INFLUENCE OF FIBROBLAST GROWTH FACTOR-2 ON THE ACTIVATION OF MOUSE HIPPOCAMPAL MICROGLIA IN A LIPOPOLYSACCHARIDE-INDUCED NEUROINFLAMMATION MODEL IN VITRO

Abstract

Introduction. Activation of the pro-inflammatory phenotype of microglia may be one of the causes of chronic neuroinflammation and, as a result, can lead to pathological conditions of the brain. The use of neurotrophic factors, such as FGF2, may become one of the promising methods for correcting neurodegenerative diseases, but the question of the influence of this factor on microglia activation is still open. The purpose of this work was to study the effect of FGF2 on the activation of mouse hippocampal microglia in an in vitro model of neuroinflammation induced by lipopolysaccharide. Material and methods. The study was carried out on a culture of primary mixed glial cells of the mouse hippocampus. To quantify, area, and morphological changes in microglial cells in response to the effects of LPS and FGF2, immunocytochemical analysis was performed for markers of astrocytes (GFAP) and microglia (Iba-1). Analysis of the expression level of IL-1β, IL-6, IL-10, TNF-α was carried out by quantitative PCR. Results.

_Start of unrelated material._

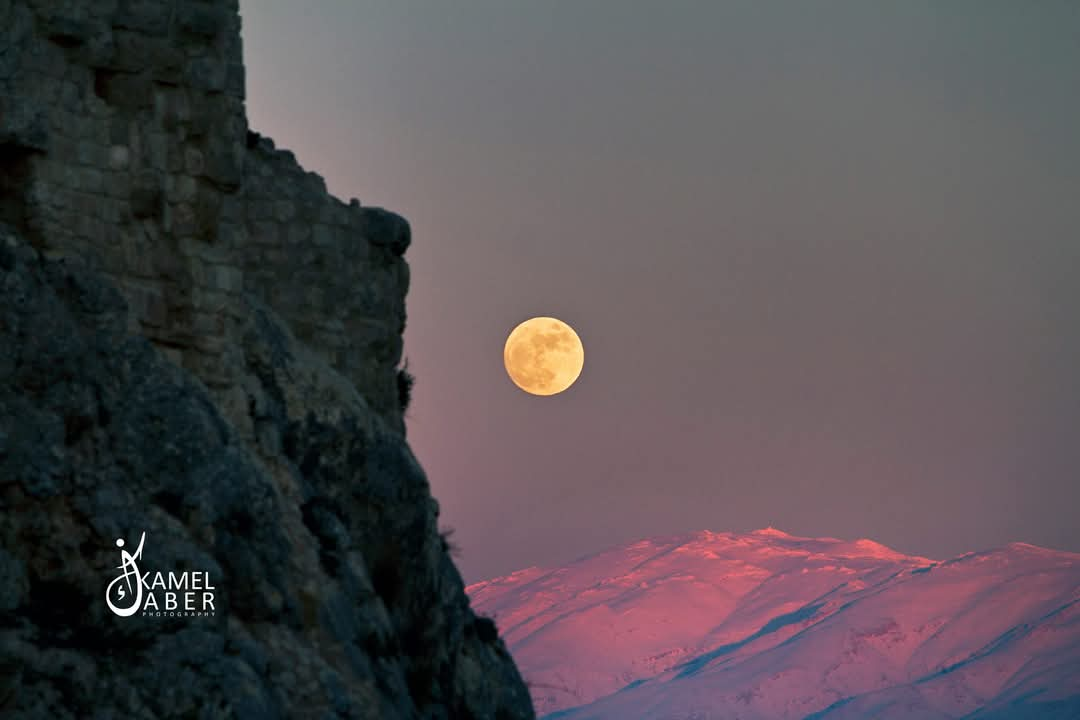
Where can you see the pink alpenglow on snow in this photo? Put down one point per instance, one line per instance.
(766, 626)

In response to LPS exposure, there was an increase in the percentage of Iba-1+ cells, their surface area, changes in morphological characteristics, together with an increase in the level of expression of pro-inflammatory cytokines IL-1β, IL-6, TNF-α and anti-inflammatory cytokine IL-10 both within 6, so 12 hours of exposition. The addition of FGF2 led to a decrease in the percentage of Iba-1+ cells in culture and a decrease in the surface area of microglia. A decrease in the relative level of expression of IL-1β and IL-6 was noted in the groups where LPS and FGF2 were added, while the expression of TNF-α did not change. With an increase in cultivation time up to 12 hours, an increased expression of IL-10 was detected in this group. Conclusion. Stimulation with LPS promotes the transition of microglia from a resting to an activated pro-inflammatory phenotype, as evidenced by increased proliferative activity of Iba-1+ cells in combination with an increase in the level of expression of pro-inflammatory cytokines. Inhibition of two of the three pro-inflammatory cytokines (IL-1β and IL-6) and a significant increase in the level of IL-10 in cell culture suggests an anti-inflammatory effect of FGF2.